Mas todas estas conquistas de nosso tempo seriam positivas, fariam da política algo invejável e admirável, agora que ela se casou com a democracia. O problema é que, ao mesmo tempo que a política se concentra na democracia, e aumenta o número de pessoas que desfrutam de liberdades básicas no mundo, a política perde em prestígio. A principal razão para isso é que, nos vinte anos desde que começou a atual onda mundial de democratização, os regimes eleitos não conseguiram atender aos reclamos sociais. As ditaduras saíram de cena com as crises econômicas, deixando para governos eleitos a tarefa de resolver a desigualdade social que haviam criado ou agravado. As democracias vieram gerir a crise. Mas a maior parte delas fracassou. O resultado mais visível disso foram as guerras fratricidas na Iugoslávia, na África e em outros lugares.
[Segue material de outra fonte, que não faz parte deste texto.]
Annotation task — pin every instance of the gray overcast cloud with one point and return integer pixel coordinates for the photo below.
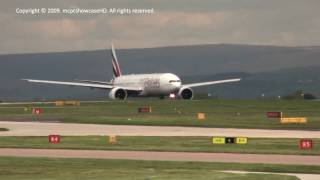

Porém, o efeito maior foi a existência, em especial nos países mais pobres e nas democracias recentes, de regimes democráticos infecundos em termos de promoção social. Os governos eleitos têm sido estéreis em relação ao que deveriam fazer e ao que prometeram. Não é necessariamente culpa deles já que a conjuntura mundial está bem mais difícil hoje do que trinta anos atrás. Mas isso repercute na imagem popular da política e do político, freqüentemente negativa.